Bloomberg Technoz, Jakarta - Direktur Utama Bursa Indonesia (BEI) Iman Rachman memberikan gambaran bagi perusahaan BUMN, termasuk anak usahanya jika ingin melakukan penawasan umum atau Initial Public Offering (IPO).
Iman mengakui yang menjadi tantangan perusahaan pelat merah untuk melantai di Bursa adalah momentum. Meski perusahaan berkinerja baik tetapi pasar tidak mendukung, kata dia, maka akan juga berdampak negatif.
"Memang IPO 'is about timing', itu maksud saya. Saya underwriter 20 tahun. Memang perlu timing perusahaan yang bagus, di saat kondisi market yang jelek juga pasti jelek," ujar Iman di Jakarta, Kamis (18/10/2024).
Iman lantas mencontohkan keputusan pemerintah melalui Kementerian BUMN, yang resmi membawa PT Pertamina Geothermal Energy Tbk (PGEO) melantai di bursa.
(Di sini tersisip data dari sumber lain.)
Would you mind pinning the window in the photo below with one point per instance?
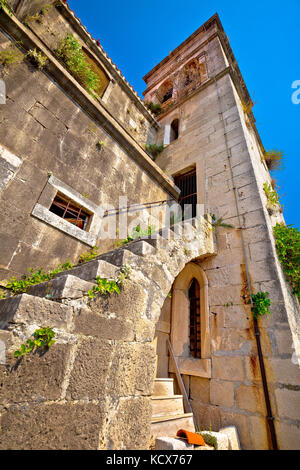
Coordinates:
(174, 130)
(70, 211)
(165, 92)
(187, 183)
(168, 95)
(195, 319)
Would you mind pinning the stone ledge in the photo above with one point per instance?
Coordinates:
(96, 110)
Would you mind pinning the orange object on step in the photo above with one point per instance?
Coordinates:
(191, 437)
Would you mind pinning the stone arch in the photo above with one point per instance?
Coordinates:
(165, 91)
(190, 77)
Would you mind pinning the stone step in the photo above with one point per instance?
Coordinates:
(60, 288)
(167, 405)
(28, 309)
(141, 248)
(91, 270)
(163, 387)
(169, 425)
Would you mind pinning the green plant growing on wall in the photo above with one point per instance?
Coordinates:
(272, 196)
(35, 277)
(261, 304)
(274, 159)
(71, 54)
(155, 108)
(154, 150)
(11, 56)
(4, 5)
(248, 106)
(219, 222)
(137, 234)
(287, 242)
(30, 18)
(90, 255)
(100, 144)
(43, 339)
(37, 58)
(209, 439)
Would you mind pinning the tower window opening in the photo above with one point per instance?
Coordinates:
(195, 323)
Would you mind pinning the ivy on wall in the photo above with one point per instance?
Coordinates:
(287, 241)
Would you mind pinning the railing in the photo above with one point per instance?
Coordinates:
(187, 405)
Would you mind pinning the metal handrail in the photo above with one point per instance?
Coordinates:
(186, 401)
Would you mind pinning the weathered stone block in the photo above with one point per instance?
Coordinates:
(288, 435)
(129, 305)
(91, 270)
(64, 287)
(200, 389)
(259, 433)
(222, 393)
(233, 437)
(170, 443)
(130, 427)
(251, 398)
(35, 377)
(91, 323)
(28, 309)
(228, 368)
(283, 371)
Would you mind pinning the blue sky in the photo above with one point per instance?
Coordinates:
(264, 35)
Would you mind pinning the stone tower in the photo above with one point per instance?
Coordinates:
(212, 148)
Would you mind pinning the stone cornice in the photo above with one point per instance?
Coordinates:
(18, 32)
(204, 27)
(204, 85)
(105, 61)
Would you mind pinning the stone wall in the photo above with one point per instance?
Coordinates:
(217, 138)
(49, 130)
(92, 389)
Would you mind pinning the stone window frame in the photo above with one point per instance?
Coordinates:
(41, 211)
(180, 323)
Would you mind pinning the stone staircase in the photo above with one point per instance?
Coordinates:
(168, 414)
(95, 343)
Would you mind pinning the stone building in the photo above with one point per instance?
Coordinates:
(64, 156)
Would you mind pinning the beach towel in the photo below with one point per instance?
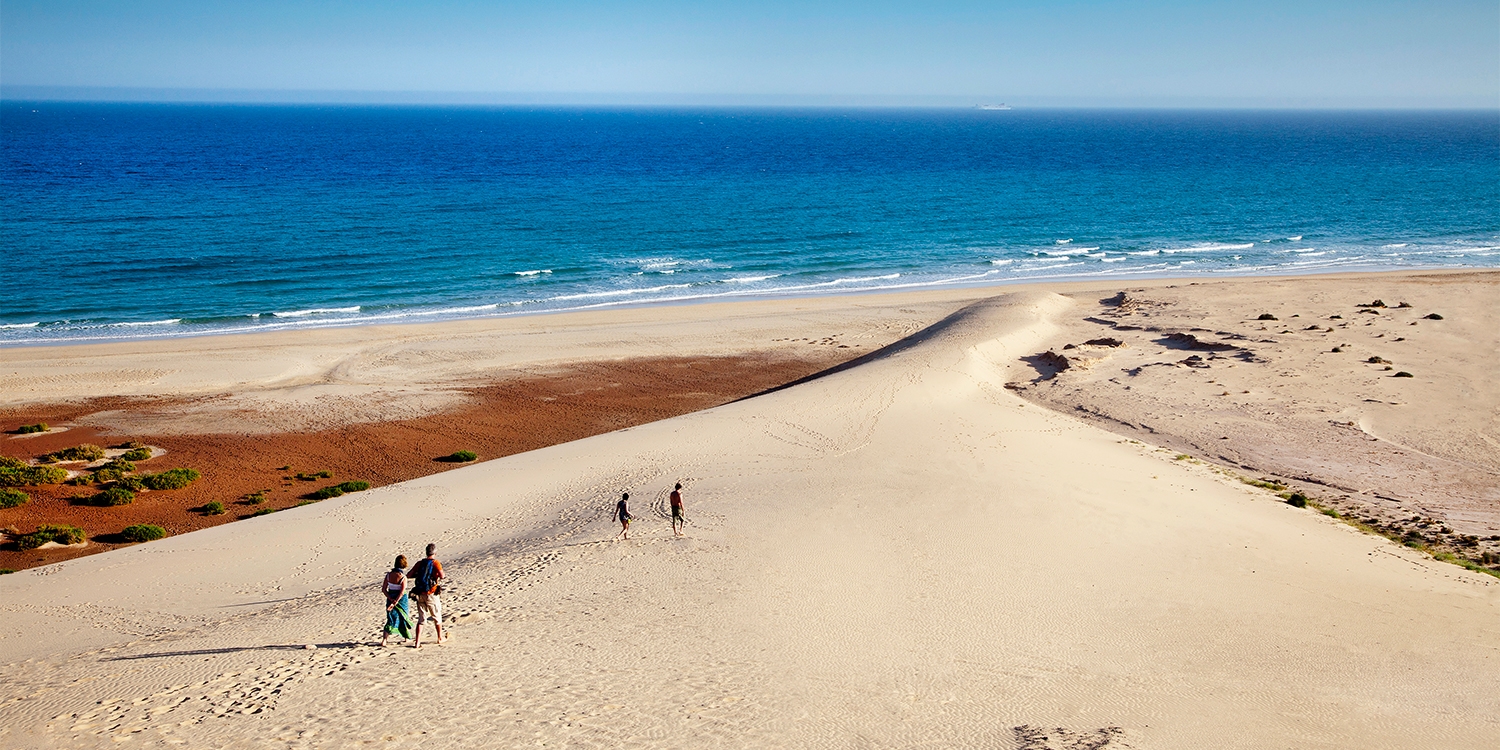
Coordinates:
(398, 621)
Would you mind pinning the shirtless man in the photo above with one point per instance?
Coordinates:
(677, 510)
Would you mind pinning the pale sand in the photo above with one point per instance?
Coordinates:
(899, 554)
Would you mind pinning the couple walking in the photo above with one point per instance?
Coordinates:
(425, 588)
(624, 518)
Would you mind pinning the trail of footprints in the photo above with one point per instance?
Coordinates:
(258, 689)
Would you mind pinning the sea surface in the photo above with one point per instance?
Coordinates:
(125, 221)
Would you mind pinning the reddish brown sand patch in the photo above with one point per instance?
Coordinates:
(500, 419)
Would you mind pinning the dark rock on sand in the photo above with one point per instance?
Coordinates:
(1187, 341)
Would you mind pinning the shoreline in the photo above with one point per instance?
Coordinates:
(269, 411)
(911, 543)
(707, 299)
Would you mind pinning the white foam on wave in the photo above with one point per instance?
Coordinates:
(170, 321)
(315, 311)
(617, 293)
(1209, 248)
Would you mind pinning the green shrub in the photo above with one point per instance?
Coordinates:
(86, 452)
(59, 533)
(11, 498)
(171, 479)
(143, 533)
(29, 476)
(113, 497)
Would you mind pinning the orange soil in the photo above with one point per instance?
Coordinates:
(500, 419)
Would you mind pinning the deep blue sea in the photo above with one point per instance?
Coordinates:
(140, 221)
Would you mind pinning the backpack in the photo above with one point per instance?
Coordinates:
(426, 576)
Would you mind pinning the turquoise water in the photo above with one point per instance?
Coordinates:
(141, 221)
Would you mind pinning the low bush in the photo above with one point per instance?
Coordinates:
(137, 455)
(29, 476)
(11, 498)
(113, 497)
(86, 452)
(59, 533)
(171, 479)
(143, 533)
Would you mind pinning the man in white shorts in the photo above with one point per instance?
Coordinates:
(426, 573)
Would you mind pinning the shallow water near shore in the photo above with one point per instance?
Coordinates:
(129, 221)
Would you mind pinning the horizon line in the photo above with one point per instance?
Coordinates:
(353, 96)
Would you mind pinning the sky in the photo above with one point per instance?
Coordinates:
(1148, 53)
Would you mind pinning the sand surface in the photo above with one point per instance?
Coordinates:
(905, 552)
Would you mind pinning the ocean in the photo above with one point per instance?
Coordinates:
(123, 221)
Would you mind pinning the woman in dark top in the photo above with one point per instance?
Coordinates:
(623, 516)
(398, 606)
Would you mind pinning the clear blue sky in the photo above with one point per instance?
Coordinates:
(1374, 53)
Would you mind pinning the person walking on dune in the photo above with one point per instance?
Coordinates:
(623, 516)
(398, 606)
(426, 575)
(677, 510)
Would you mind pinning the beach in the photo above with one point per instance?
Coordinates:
(1043, 515)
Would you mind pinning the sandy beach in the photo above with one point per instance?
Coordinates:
(1037, 516)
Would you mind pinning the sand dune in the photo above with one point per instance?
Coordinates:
(899, 554)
IPO entitas usaha Pertamina saat itu sesuai dengan perkembangan tren industri segmen usahanya.
Selain itu, ada juga PT Pertamina Hulu Energi (PHE), yang pada tahun lalu memutuskan untuk batal melantai di Bursa pada 2023 lalu. Alasan penundaan IPO PHE itu dilakukan lantaran masih belum adanya kecocokan bisnis dengan momentum pasar.
Selain mendorong perusahaan IPO, lanjut Iman, otoritasnya juga perlu menyiapkan calon pembeli saham perusahaan tersebut, bekerja sama dengan sejumlah fund manager hingga lembaga keuangan.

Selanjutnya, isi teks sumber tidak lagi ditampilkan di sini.